The SEC alleges Sugarman orchestrated the tribal bond scheme along with business partner Jason Galanis and seven other co-conspirators, whom the agency has previously charged with securities fraud.

In January 2017, Galanis 48, pleaded guilty to criminal charges in connection with the tribal bond scheme and is serving a 14-year sentence at the Terminal Island Federal Correctional Institution in San Pedro.

“Sugarman, Galanis and the previously charged defendants divvied up the misappropriated proceeds, either using them to acquire entities, to shore up the operations of their existing companies, to pay back debts, to compensate scheme participants, to buy real estate or to make other investments for their individual benefit,” the lawsuit states.

Galanis and his father, who is among the defendants already charged, allegedly launched the scheme in March 2014 when they convinced the Wakpamni Lake Community Corp., operated by the Oglala Sioux Tribe in South Dakota, to issue bonds the pair had already structured.

Proceeds from the bond sales were suppose to be used by the tribal corporation to purchase an annuity as an investment that could generate sufficient income to pay interest to bondholders, the lawsuit says.

Proceeds used for own purposes[hhmc]

The suit alleges that Sugarman and Galanis, who were referred to by others in the scheme as the “two Jasons,” intended to use proceeds from the tribal bonds for their own purposes.

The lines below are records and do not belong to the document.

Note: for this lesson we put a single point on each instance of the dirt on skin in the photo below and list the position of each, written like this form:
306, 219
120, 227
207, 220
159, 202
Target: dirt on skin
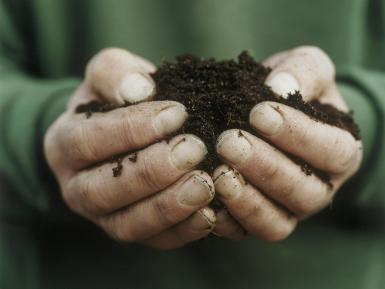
219, 95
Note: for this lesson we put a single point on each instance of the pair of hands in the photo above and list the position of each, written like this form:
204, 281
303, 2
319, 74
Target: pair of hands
160, 200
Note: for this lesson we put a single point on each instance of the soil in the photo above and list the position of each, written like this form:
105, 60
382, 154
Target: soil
219, 96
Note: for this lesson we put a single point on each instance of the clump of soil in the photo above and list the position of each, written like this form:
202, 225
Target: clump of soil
219, 96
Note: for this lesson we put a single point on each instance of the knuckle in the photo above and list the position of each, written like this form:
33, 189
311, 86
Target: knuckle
281, 233
78, 145
109, 54
270, 169
308, 207
162, 246
148, 175
343, 156
118, 230
164, 213
77, 194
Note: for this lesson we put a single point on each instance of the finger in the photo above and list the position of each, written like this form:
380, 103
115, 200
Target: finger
227, 227
90, 140
152, 216
103, 189
325, 147
119, 76
273, 173
195, 227
307, 69
256, 213
274, 60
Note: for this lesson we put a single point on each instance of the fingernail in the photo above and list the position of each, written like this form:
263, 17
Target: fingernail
283, 83
228, 185
266, 119
170, 119
204, 219
195, 191
136, 87
233, 146
188, 152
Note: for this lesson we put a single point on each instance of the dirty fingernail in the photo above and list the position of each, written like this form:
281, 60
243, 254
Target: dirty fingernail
266, 119
228, 186
170, 119
233, 146
283, 83
136, 87
188, 152
195, 191
204, 219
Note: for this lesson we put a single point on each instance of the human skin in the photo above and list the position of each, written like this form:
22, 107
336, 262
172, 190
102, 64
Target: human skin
160, 200
277, 194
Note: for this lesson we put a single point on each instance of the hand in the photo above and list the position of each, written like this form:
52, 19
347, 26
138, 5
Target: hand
158, 200
277, 193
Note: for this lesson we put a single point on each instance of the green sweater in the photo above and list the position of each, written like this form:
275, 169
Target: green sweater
44, 46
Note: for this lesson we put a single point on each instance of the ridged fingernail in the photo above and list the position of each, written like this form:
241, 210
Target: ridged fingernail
204, 219
283, 83
136, 87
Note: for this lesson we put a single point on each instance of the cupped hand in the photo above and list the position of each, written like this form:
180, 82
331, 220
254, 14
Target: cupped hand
265, 192
158, 199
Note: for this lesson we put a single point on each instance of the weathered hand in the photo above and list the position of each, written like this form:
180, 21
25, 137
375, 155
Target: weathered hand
277, 193
158, 199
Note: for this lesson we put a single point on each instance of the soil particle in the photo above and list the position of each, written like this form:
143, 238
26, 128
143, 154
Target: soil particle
219, 96
133, 158
117, 170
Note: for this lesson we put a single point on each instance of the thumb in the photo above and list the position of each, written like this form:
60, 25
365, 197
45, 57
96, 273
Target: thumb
118, 76
306, 69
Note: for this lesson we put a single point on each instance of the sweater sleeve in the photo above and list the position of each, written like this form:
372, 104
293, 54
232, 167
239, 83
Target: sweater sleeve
28, 105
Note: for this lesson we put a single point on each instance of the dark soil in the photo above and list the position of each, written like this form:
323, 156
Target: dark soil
219, 96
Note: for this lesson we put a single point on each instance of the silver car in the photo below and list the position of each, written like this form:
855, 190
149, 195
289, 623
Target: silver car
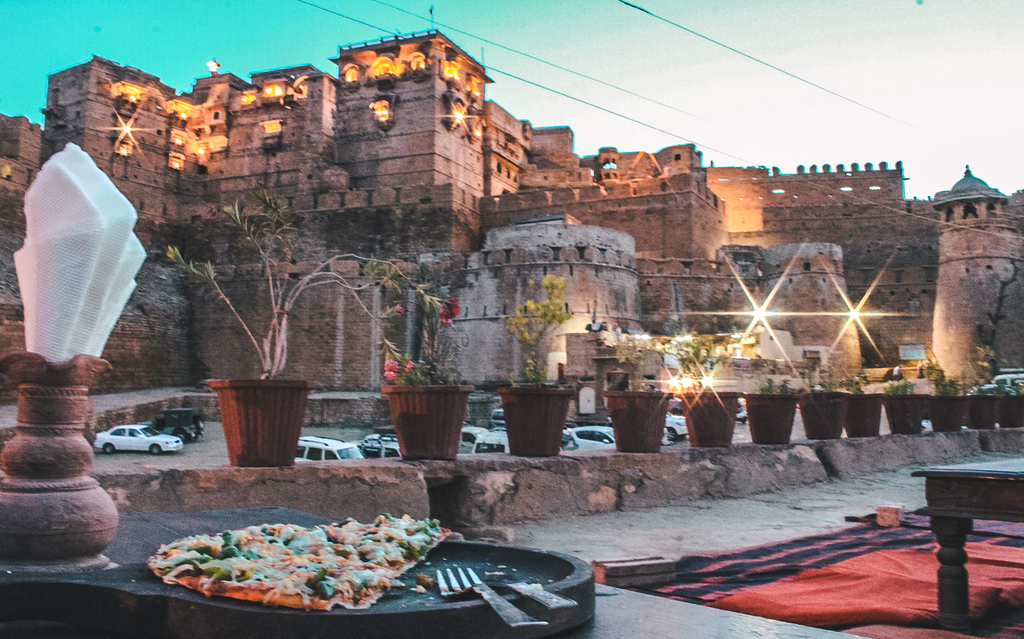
136, 437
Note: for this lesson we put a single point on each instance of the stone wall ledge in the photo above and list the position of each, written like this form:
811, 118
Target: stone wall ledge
478, 492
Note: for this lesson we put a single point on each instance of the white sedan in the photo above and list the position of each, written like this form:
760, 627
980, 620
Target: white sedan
136, 437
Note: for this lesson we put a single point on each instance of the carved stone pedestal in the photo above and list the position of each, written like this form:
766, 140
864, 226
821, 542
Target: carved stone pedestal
53, 516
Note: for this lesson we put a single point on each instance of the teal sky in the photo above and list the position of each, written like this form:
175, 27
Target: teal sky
948, 70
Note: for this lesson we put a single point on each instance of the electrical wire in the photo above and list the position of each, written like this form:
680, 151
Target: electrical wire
761, 61
544, 61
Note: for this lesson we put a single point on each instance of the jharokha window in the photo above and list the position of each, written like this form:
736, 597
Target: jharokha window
417, 61
450, 70
384, 67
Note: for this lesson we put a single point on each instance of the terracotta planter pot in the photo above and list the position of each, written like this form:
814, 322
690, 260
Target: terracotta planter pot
262, 419
824, 415
1012, 412
947, 413
982, 412
770, 417
905, 413
638, 418
535, 419
711, 418
863, 416
428, 419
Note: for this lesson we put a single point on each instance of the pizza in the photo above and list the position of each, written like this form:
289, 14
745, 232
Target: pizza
347, 564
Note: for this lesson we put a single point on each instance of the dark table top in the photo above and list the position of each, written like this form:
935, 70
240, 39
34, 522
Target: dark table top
619, 612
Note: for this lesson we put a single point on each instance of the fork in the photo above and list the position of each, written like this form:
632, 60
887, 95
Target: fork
509, 613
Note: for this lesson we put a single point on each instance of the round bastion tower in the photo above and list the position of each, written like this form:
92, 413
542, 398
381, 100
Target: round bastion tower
979, 300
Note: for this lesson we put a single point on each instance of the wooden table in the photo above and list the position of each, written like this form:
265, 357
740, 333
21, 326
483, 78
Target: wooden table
956, 496
619, 612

In April 2014, when an initial issuance of $20 million in bonds seemed imminent, Galanis emailed Sugarman: “We would have discretion over the bond. Lets discuss how it can be allocated,” the complaint says.

After securing the Wakpamni Lake Community Corp. as the issuer, Galanis and Sugarman allegedly set out to identify unwitting investors to buy the tribal bonds, according to the suit. Sugarman and Galanis then devised a plan to obtain control over investor funds by acquiring firms that would use their investment authority to purchase the tribal bonds for their clients.